Joel Ario, a managing director at Manatt Health who previously served as director of the Office of Health Insurance Exchanges at HHS says that many states may look at prohibiting or shortening the duration of short-term plans.
"Another area for state regulation is the lower 'medical loss ratio' for short term plans over marketplace coverage. The cheapest products often generate the most consumer complaints and when insurers spend less than the 80 cents per dollar on claims costs that they are required to pay for Marketplace coverage, consumer protection at the state level merits a careful look by regulators," Ario said in a statement.
Sloan pointed to state regulations around short-term insurance as potentially having increasing importance if the Trump proposal goes into effect. "States still regulate these plans, so states in many cases have restrictions on sales of these plans above and beyond the federal standards, that's not going to change," he said.
For example, California and Minnesota already limit short-term plans to 185 days and have restrictions on renewals, according to a report by the Georgetown University Health Policy Institute.
What do the major insurers think of the plan?
Most health insurers have some sort of presence in the individual market today, Sloan says. But for an insurer like UnitedHealth, which effectively pulled out of the individual market, short-term plans present an opportunity.
"Generally the plans that are in the individual market today don't like this. I think that's the line that you can draw. If you have an individual market presence today and that's a market that you are offering plans in, healthy individuals leaving that market and going into short-term policies is a bad thing," Sloan said.
UnitedHealth Group CEO David Wichmann has publicly backed President Donald Trump's plan to lighten insurance regulations, saying it would lead to more insurance market stability broadly.
“We have a great deal of experience in the area covered in the order, short-term policies, association plans and expanded use of HRAs,” Wichmann previously said during the company's Q3 call.
However, America's Health Insurance Plans, which UnitedHealth Group left in 2015, cautioned that the proposal could have ill effects following the proposed rule's release.
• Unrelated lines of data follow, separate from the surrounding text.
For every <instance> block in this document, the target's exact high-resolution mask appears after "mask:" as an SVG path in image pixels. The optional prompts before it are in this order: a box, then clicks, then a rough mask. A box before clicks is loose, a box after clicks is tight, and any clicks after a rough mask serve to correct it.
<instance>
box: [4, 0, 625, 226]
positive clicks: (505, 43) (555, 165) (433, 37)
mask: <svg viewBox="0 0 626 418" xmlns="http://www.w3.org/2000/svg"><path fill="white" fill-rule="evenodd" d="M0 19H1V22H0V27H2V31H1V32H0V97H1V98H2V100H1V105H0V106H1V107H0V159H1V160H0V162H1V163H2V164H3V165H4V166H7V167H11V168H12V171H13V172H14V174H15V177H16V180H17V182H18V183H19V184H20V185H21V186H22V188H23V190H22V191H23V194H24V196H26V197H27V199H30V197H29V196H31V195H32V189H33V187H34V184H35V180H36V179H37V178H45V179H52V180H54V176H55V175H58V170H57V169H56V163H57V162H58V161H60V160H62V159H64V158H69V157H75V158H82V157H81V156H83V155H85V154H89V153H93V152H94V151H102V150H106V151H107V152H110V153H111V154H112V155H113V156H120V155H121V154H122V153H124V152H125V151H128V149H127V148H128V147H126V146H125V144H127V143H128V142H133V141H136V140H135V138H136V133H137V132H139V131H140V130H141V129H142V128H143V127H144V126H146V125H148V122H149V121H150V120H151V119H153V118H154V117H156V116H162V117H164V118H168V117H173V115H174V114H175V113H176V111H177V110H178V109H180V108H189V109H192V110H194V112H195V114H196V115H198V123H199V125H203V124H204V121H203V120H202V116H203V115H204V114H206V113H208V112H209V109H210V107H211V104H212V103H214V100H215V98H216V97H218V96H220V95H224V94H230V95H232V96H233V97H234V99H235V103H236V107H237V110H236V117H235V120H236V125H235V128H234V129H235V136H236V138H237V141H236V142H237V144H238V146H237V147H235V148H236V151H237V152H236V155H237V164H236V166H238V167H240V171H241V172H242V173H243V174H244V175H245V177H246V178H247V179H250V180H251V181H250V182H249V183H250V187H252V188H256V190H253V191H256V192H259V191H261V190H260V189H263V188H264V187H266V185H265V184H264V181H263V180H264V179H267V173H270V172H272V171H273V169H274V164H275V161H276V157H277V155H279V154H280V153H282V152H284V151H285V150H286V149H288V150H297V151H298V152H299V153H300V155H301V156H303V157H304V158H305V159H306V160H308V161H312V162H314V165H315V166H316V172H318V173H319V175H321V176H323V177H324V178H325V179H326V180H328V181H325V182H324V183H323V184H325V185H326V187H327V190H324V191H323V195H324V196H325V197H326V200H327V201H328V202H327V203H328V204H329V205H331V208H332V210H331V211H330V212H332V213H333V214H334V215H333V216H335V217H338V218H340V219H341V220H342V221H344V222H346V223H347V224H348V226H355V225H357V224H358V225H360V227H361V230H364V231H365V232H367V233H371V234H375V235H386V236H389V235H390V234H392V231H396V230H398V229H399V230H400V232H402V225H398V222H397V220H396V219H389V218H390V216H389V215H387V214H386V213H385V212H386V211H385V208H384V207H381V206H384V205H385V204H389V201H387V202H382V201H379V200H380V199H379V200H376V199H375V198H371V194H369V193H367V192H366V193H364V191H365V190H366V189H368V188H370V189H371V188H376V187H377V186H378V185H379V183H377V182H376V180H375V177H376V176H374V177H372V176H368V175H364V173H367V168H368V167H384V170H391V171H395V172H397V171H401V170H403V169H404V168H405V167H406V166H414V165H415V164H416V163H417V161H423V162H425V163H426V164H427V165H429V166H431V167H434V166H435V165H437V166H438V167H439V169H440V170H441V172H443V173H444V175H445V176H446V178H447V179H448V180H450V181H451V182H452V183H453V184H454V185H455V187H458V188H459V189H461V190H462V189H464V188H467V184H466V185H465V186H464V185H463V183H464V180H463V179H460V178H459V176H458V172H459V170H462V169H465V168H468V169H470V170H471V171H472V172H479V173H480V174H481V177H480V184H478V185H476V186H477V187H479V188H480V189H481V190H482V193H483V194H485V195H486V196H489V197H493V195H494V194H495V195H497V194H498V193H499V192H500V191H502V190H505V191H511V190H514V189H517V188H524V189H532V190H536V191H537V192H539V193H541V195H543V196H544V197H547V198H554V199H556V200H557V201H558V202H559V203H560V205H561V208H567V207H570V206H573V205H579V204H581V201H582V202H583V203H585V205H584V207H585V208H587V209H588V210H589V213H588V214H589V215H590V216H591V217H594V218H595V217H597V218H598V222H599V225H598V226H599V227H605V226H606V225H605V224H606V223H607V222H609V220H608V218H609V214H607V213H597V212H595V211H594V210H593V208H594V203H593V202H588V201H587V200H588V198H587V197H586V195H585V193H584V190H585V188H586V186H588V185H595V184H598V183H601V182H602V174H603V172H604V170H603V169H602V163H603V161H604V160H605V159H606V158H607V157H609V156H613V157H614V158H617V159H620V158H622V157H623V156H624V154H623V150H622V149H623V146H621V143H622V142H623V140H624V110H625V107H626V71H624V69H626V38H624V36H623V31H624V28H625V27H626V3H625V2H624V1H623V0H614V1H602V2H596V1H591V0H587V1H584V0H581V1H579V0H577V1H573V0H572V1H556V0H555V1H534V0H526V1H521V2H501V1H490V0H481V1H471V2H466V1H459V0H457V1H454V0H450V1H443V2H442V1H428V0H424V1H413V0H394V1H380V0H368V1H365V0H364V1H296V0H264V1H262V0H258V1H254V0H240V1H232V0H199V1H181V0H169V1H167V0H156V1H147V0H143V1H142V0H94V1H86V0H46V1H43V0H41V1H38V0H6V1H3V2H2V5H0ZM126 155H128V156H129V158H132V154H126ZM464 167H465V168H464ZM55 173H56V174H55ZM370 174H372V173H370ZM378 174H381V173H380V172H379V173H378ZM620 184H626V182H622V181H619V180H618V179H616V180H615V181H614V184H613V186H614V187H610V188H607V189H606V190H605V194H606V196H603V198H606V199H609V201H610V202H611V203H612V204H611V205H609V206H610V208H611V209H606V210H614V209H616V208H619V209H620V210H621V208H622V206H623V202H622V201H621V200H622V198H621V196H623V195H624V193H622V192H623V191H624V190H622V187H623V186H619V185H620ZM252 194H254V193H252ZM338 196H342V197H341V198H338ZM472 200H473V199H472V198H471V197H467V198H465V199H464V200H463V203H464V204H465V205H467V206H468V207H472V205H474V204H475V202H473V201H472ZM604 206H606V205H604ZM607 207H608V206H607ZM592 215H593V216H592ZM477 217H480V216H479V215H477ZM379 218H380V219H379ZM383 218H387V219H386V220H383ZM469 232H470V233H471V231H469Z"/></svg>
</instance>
"While we are reviewing the proposed rule to understand its impact on the people we serve, we remain concerned that expanded use of short-term policies could further fragment the individual market, which would lead to higher premiums for many consumers, particularly those with pre-existing conditions," Kristine Grow, SVP of communications at AHIP, previously said.
Critics blast plan as costly step backwards
But critics say the proposal sabotages the individual market and threatens access to healthcare for millions of people.
"Only the sick will be covered under plans with full ACA protections, driving up the costs of those plans and potentially making them unaffordable. By allowing the sale of plans that offer only the illusion of coverage, more Americans will face unmet health care needs and many will face medical bankruptcy when they get sick and their plan does not cover the care they need," Eagan Kemp, Public Citizen health care policy advocate, said in a statement.
CMS itself admits the proposal would cost between $96 to $168 million annually in increased spending on premium subsidies. Comments on the proposed rule are due by April 23.